We like canola since it is trans-fat, cholesterol-free, and high in Omega-3s. A savory flavor and a lovely crust will be produced by adequately searing your steak in canola oil with salt and spices.
5. Organic Cold-Pressed Peanut Oil
This roasted peanut oil makes these tasks easy and improves your culinary experience. In addition, peanut oil is used to sear steaks for its cooking and scent methods.
High-temperature steak gives steaks their authentic flavor. This means you should use high-smoke-point frying oil. This oil contains no harmful chemicals ingrained into the oil.
This oil is outstanding for cooking and healthy, so it leaves you without worrying about trans-fats.
Oil for Searing Steak Tips
You should know a few things when choosing oil to sear your steak.
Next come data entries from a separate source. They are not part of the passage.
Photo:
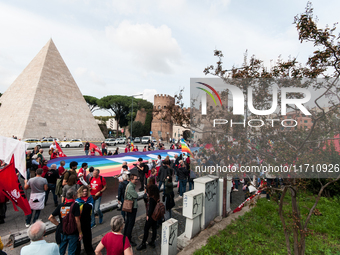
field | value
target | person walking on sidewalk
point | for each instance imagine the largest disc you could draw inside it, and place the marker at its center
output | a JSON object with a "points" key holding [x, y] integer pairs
{"points": [[182, 177], [131, 194], [52, 176], [169, 197], [37, 198], [85, 202], [87, 148], [38, 245], [164, 171], [114, 242], [98, 186], [153, 193], [71, 239], [121, 192]]}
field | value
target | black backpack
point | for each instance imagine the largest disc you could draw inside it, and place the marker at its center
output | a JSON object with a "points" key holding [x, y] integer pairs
{"points": [[146, 168], [101, 179], [69, 222]]}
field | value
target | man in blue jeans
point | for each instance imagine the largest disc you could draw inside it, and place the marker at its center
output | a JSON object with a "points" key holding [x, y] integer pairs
{"points": [[70, 240], [182, 177], [98, 186], [52, 176]]}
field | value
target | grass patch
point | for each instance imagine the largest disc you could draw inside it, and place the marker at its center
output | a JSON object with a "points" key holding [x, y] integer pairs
{"points": [[260, 230]]}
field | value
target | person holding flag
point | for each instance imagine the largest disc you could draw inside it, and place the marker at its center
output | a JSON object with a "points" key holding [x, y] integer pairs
{"points": [[185, 147], [94, 148], [12, 189], [58, 150]]}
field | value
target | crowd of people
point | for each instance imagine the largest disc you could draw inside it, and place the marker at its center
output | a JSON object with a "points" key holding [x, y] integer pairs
{"points": [[80, 191]]}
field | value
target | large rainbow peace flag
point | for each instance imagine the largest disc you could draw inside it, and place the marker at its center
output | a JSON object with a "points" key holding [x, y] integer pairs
{"points": [[111, 165]]}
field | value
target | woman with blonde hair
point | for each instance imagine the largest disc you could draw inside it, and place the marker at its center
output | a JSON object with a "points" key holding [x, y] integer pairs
{"points": [[85, 201], [114, 241]]}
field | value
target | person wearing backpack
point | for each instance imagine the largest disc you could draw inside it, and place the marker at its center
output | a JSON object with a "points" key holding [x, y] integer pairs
{"points": [[142, 168], [131, 195], [85, 202], [69, 216], [52, 176], [153, 193], [121, 191], [98, 186]]}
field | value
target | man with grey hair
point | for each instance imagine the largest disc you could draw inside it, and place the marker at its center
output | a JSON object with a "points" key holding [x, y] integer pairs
{"points": [[52, 176], [38, 245], [70, 240], [38, 187]]}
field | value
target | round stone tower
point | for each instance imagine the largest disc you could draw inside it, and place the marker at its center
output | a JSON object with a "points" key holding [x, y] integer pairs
{"points": [[161, 125]]}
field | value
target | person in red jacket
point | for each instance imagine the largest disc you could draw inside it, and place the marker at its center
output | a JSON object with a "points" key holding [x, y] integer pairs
{"points": [[44, 167], [3, 207], [98, 186], [55, 154]]}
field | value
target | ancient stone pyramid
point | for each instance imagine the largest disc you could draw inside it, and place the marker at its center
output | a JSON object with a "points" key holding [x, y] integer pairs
{"points": [[46, 101]]}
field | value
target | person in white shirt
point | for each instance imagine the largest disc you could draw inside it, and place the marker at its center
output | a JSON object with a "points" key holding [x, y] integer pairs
{"points": [[124, 170], [53, 145]]}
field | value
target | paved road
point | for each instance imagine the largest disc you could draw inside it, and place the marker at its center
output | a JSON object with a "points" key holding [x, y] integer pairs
{"points": [[15, 221]]}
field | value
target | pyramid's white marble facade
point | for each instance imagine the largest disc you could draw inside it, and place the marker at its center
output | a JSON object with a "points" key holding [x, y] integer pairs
{"points": [[46, 101]]}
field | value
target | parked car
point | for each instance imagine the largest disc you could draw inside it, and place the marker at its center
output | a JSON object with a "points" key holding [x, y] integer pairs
{"points": [[32, 142], [46, 142], [110, 142], [146, 139], [72, 143], [120, 140]]}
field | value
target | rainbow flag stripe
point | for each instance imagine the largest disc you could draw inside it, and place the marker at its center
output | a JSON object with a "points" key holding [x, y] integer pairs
{"points": [[111, 165], [185, 148]]}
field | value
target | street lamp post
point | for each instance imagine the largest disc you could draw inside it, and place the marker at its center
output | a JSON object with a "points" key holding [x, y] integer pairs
{"points": [[132, 113]]}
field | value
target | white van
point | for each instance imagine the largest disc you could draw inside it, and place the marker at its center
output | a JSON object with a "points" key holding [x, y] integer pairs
{"points": [[146, 139]]}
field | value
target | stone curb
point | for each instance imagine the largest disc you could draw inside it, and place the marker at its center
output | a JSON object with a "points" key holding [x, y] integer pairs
{"points": [[21, 237]]}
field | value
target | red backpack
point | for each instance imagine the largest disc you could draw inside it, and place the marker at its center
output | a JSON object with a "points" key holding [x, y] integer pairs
{"points": [[69, 222]]}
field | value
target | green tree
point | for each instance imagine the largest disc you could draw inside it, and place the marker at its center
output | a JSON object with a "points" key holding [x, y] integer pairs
{"points": [[294, 146], [92, 103], [137, 129], [118, 106]]}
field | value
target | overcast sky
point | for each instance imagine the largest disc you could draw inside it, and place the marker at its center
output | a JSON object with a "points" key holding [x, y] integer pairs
{"points": [[149, 46]]}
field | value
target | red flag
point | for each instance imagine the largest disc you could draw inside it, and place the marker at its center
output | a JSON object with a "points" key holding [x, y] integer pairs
{"points": [[96, 148], [60, 151], [11, 187]]}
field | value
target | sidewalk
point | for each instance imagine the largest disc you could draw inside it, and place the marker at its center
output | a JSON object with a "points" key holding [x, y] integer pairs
{"points": [[15, 223], [138, 230]]}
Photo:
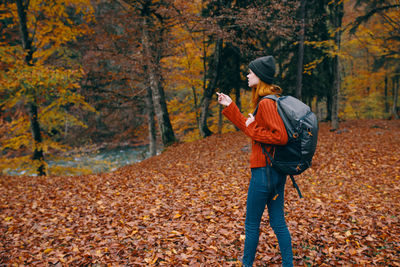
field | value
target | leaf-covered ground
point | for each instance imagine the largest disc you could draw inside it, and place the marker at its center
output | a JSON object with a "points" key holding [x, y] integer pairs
{"points": [[187, 207]]}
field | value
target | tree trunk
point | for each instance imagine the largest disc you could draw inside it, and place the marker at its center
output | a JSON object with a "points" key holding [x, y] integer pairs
{"points": [[209, 91], [157, 90], [38, 156], [337, 18], [395, 97], [299, 78]]}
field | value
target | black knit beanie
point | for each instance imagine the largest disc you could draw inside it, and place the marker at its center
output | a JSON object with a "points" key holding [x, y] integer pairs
{"points": [[264, 68]]}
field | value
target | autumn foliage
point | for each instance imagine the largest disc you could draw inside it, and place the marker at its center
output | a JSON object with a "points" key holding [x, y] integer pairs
{"points": [[187, 207]]}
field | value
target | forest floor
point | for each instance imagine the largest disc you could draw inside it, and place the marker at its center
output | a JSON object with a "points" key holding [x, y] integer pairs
{"points": [[187, 207]]}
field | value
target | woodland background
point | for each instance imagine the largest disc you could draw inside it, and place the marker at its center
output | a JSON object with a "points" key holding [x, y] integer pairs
{"points": [[92, 74]]}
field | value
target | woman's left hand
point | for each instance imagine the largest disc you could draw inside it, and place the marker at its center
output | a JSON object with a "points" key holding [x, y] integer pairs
{"points": [[250, 119]]}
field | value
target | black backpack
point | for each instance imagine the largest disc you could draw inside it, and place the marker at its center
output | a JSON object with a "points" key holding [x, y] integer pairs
{"points": [[302, 129]]}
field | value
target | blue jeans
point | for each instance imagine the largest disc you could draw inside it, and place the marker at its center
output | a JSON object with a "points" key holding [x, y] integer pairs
{"points": [[265, 183]]}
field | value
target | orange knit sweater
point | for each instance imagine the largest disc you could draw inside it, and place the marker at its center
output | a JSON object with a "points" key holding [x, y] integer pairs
{"points": [[267, 128]]}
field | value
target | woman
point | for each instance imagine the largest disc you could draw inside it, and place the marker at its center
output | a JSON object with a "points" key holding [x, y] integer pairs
{"points": [[266, 185]]}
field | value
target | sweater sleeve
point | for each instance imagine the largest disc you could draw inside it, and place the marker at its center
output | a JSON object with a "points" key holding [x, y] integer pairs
{"points": [[268, 126], [233, 114]]}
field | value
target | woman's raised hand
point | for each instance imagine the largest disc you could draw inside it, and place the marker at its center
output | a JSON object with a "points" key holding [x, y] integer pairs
{"points": [[224, 99]]}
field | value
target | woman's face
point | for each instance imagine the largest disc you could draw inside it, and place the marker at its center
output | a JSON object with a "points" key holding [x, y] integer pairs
{"points": [[253, 80]]}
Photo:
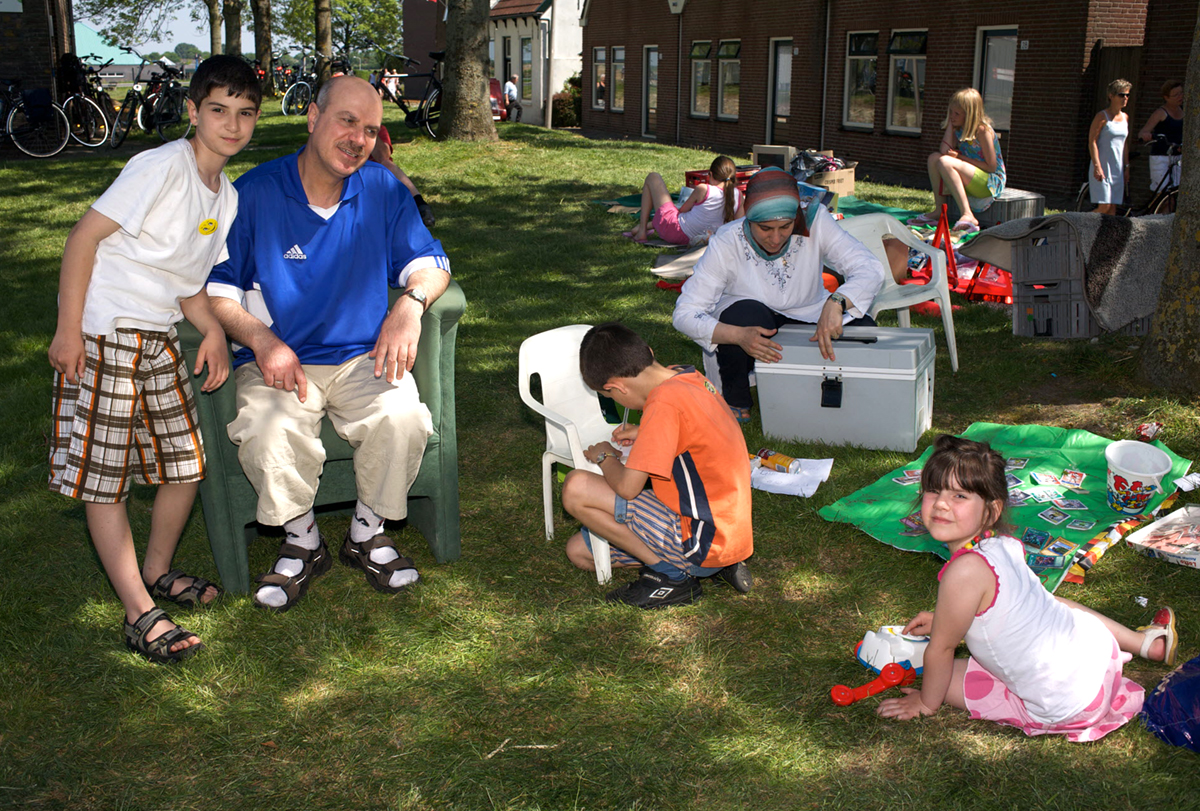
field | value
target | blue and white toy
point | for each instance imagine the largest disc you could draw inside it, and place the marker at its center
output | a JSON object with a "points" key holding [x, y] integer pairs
{"points": [[891, 644]]}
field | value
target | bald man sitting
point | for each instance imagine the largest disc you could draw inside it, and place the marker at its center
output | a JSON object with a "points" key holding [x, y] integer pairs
{"points": [[319, 238]]}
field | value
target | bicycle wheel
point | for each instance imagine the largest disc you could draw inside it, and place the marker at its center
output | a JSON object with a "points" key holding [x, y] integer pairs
{"points": [[430, 113], [1167, 205], [124, 120], [171, 115], [1084, 199], [42, 134], [88, 122], [145, 113], [297, 98]]}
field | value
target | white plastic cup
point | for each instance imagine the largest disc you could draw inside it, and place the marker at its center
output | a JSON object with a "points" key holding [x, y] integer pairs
{"points": [[1135, 472]]}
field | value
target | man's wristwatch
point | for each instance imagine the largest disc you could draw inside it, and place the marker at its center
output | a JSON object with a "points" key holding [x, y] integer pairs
{"points": [[417, 295]]}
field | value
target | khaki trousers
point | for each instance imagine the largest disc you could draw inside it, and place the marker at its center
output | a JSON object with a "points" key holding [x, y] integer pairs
{"points": [[279, 437]]}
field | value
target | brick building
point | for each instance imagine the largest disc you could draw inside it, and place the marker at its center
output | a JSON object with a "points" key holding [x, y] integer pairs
{"points": [[870, 78], [34, 34]]}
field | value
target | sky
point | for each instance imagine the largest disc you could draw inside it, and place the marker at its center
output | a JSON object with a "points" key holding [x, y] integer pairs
{"points": [[184, 29]]}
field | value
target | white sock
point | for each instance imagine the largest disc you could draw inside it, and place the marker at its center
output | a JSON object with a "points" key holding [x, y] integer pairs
{"points": [[301, 532], [366, 524]]}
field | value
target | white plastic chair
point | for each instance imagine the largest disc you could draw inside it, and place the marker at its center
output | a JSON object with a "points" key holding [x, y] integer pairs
{"points": [[869, 229], [573, 414]]}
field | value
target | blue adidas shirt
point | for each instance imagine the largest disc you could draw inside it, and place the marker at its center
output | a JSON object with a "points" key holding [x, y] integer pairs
{"points": [[322, 284]]}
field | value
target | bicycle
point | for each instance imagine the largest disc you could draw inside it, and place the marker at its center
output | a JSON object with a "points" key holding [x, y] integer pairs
{"points": [[306, 85], [85, 114], [299, 94], [429, 109], [36, 125], [1161, 202]]}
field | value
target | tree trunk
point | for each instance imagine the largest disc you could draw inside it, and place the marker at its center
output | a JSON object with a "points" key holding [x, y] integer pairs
{"points": [[1170, 359], [324, 29], [261, 10], [233, 25], [466, 103], [214, 7]]}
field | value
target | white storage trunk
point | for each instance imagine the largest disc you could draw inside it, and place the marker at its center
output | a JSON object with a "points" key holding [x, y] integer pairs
{"points": [[876, 395]]}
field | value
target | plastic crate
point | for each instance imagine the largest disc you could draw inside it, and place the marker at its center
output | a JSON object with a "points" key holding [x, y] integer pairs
{"points": [[1047, 256], [1059, 311]]}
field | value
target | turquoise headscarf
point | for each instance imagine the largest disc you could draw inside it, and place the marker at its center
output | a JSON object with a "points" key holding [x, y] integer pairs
{"points": [[772, 194]]}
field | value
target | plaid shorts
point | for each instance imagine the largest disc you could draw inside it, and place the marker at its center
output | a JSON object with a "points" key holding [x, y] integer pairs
{"points": [[131, 413]]}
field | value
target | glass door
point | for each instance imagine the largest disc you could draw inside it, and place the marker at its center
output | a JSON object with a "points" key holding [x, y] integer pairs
{"points": [[651, 91], [780, 91]]}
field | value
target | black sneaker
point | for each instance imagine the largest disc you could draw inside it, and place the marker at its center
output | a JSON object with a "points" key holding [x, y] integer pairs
{"points": [[738, 576], [655, 590]]}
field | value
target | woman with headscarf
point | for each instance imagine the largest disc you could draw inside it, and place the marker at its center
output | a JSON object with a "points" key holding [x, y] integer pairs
{"points": [[763, 271]]}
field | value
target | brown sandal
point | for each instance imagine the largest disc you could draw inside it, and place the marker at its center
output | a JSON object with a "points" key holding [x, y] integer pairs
{"points": [[378, 574], [316, 563]]}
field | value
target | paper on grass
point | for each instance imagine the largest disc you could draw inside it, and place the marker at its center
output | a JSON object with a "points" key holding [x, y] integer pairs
{"points": [[803, 484]]}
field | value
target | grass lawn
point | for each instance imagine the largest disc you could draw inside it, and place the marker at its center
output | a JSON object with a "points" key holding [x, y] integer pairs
{"points": [[504, 682]]}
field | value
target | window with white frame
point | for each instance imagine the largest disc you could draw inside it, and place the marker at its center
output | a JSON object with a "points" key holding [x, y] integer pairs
{"points": [[729, 79], [701, 78], [599, 78], [862, 65], [996, 73], [617, 72], [906, 79], [526, 67]]}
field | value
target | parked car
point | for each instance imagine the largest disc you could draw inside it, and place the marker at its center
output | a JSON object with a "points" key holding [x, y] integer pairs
{"points": [[499, 113]]}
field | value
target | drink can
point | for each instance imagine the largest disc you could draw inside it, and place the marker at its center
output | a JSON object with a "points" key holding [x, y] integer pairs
{"points": [[777, 461]]}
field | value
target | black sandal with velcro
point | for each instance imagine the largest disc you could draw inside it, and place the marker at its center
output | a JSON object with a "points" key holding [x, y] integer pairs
{"points": [[378, 574], [159, 649], [191, 596], [316, 563]]}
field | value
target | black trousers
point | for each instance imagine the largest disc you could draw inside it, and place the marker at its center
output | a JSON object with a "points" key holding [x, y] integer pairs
{"points": [[732, 360]]}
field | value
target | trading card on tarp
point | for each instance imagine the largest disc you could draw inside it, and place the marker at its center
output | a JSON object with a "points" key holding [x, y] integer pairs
{"points": [[1073, 478], [1059, 546], [1069, 504], [1053, 515], [1036, 539]]}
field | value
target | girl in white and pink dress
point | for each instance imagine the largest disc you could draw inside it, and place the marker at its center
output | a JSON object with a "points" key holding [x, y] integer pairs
{"points": [[1038, 662]]}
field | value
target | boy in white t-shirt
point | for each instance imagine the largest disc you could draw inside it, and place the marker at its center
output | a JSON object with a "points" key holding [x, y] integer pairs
{"points": [[135, 265]]}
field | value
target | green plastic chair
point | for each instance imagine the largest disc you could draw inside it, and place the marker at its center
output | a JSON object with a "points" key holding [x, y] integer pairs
{"points": [[229, 500]]}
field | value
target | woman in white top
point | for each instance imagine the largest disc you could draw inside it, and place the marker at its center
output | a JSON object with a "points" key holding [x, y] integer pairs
{"points": [[709, 206], [1108, 144], [763, 271]]}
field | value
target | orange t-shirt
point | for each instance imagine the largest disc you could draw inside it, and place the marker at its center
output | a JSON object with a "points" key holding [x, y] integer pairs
{"points": [[696, 457]]}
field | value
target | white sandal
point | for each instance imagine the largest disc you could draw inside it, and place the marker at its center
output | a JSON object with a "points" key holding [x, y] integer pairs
{"points": [[1163, 626]]}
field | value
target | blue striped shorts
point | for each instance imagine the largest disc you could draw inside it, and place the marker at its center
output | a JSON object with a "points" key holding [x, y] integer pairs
{"points": [[657, 526]]}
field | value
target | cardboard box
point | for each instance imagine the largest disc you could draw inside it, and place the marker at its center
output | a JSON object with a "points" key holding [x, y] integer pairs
{"points": [[840, 181], [1175, 538], [875, 395]]}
A steak cannot be seared at temperatures below 350 degrees Fahrenheit for olive oil, extra-virgin olive oil, or conventional vegetable oil.
However, you can see above that extra-light olive oil will work.
Smoke Point Levels
The degree of smoke point is the most crucial factor to consider. The smoke point level should ideally be more significant than 350 degrees. Cold processed oil isn’t suitable for these reasons.
Anything less will cause an excellent smoke display emanating from your pan. Smoke affects the air and the flavor of the steak. Your best bets are extra light olive oil, plant oils, and seed oils.
Oil ingredients can also affect smoke’s effects. Pure oils are best. Ingredients can lower the smoke point. Ingredients can impact the oil’s flavor and health. Pure oil is best for health-conscious people to cook steak. (Read Best Way To Shred Mozzarella Cheese)
Why Not Cold-Pressed Oil?
Steak can’t be seared in any oils, and you must use high-smoke-point oils. Avoid cold-pressed oils. These oils have a low smoke point and may smoke out your kitchen.
These oils are processed without heat or chemicals. Therefore you shouldn’t sear a steak using coconut oil, olive oil, or other cold-pressed oils, and only use an oil with a higher smoke point.
Extra virgin olive oil can cause unpleasant flavor, smoke, and burning. In addition, it ruins the steak’s flavor. We recommend refined or expeller-pressed oils. They smoke at around 400°F. They’re great in stainless steel or cast-iron skillets.